Monday, 16 September 2013

September Prince of Darkness Special

September Prince of Darkness Special

Terry, Peter Mandelson’s man Friday, is at the kitchen table. He is leaning back in his chair reading a Sunday tabloid football pull-out. There’s a steaming mug of tea at his elbow, and he’s munching a sausage sandwich with onions and brown sauce. He’s not best pleased.

TERRY: [Mumbling to himself] Everton…bloody Everton…

Enter Peter Mandelson, the Prince of Darkness. He has a plastic bag containing hair dye on his head. His face, apart from the eyes, is concealed by a green sludge, probably some sort of face-pack. He is wearing suit trousers, highly polished brogues, and a Hull City replica shirt.

MANDELSON: Am I, Terry, a figure of fun?

TERRY: [Without looking up from the newspaper] Eh? What? Sorry boss?

MANDELSON: Terry. Do you perceive me as a figure of fun?
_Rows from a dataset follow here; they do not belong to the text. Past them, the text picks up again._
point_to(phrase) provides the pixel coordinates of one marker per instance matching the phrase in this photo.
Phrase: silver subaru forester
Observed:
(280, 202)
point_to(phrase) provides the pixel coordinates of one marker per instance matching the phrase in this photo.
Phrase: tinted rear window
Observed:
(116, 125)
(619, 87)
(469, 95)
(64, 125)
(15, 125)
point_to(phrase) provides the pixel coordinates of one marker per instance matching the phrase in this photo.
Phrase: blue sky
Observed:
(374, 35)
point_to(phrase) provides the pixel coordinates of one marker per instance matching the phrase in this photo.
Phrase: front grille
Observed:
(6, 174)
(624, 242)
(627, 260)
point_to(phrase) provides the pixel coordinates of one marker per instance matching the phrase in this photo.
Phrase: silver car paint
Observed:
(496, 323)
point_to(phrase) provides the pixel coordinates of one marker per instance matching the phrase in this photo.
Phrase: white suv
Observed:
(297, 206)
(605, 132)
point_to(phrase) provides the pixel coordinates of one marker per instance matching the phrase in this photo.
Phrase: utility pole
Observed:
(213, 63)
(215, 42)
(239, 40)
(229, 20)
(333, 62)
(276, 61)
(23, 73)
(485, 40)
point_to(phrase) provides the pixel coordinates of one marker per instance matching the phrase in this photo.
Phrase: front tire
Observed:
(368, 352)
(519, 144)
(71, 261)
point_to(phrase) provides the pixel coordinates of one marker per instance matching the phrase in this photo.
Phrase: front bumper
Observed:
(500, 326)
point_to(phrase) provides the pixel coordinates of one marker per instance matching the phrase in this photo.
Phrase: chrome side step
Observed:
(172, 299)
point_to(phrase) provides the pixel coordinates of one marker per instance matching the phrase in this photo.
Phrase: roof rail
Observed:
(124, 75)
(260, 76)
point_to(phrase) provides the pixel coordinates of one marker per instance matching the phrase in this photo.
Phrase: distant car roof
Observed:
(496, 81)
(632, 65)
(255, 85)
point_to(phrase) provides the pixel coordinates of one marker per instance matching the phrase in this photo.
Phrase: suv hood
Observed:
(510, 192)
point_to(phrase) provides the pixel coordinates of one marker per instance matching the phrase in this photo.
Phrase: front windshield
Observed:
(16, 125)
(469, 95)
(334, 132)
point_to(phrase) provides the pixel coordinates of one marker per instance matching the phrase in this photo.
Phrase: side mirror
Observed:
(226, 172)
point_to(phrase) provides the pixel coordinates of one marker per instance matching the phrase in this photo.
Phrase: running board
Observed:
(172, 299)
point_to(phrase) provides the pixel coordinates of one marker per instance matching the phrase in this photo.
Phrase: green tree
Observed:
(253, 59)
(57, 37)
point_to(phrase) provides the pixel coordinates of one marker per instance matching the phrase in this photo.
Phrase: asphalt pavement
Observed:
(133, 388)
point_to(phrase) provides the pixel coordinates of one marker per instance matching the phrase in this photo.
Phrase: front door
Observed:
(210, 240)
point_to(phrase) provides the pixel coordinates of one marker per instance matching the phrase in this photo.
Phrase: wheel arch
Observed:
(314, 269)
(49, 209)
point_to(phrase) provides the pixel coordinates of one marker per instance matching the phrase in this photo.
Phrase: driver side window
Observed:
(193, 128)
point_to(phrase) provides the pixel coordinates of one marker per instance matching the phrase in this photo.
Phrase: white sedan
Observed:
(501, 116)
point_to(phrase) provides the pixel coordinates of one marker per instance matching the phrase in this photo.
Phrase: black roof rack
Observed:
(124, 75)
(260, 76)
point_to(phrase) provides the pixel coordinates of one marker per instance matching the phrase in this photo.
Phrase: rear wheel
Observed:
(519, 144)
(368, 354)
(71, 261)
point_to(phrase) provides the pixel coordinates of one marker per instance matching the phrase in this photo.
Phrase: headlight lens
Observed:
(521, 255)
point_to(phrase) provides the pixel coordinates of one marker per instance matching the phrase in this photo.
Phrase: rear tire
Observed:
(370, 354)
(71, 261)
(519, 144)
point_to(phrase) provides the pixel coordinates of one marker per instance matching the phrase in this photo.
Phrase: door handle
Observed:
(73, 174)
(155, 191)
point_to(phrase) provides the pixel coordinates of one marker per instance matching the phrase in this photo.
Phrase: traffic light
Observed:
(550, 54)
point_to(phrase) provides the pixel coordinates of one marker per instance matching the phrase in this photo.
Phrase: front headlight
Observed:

TERRY: [Glancing up and failing to choke back or conceal his laughter] Er, when boss, exactly? Right now?

MANDELSON: F*****g Hull, Terry. F*****g Hull.

TERRY: That should be hell, boss.

MANDELSON: Eh?

TERRY: Hell, boss. F*****G hell, it is.

MANDELSON: No Terry. It’s f*****g Hull. Not too far apart in cultural or desirability terms, but geographically not actually the same place. They’ve gone too far this time. They know I can’t afford to turn anything down…

TERRY: What’s the matter boss?

MANDELSON: [The tears start and his voice breaks, the face-pack starts running and smearing] First. First of all, Terry, they make me the ethics guru. Give me some title and the press and the media have a field-day…

TERRY: Well, boss, you do have the moral compass of a rattlesnake. If you have one of those at all, you can’t blame the…

MANDELSON: [Raising the volume and the pitch] …Terry. Now I’m the High Steward of Hull.

TERRY: Hull, boss?

MANDELSON: Yes, Terry. Hull. Not Notting Hill, not Islington, not Edinburgh or even Manchester. I’m the cultural ambassador for Hull.

TERRY: [Laughing] f*****g Hull indeed boss.


The Prince of Darkness throws the cucumber slices he was going to place over his eyes at Terry. He misses, and even from nio distance they fall short of the target. Mandy storms off in one Hull of a huff (sorry) and Terry resumes the sausage sandwich.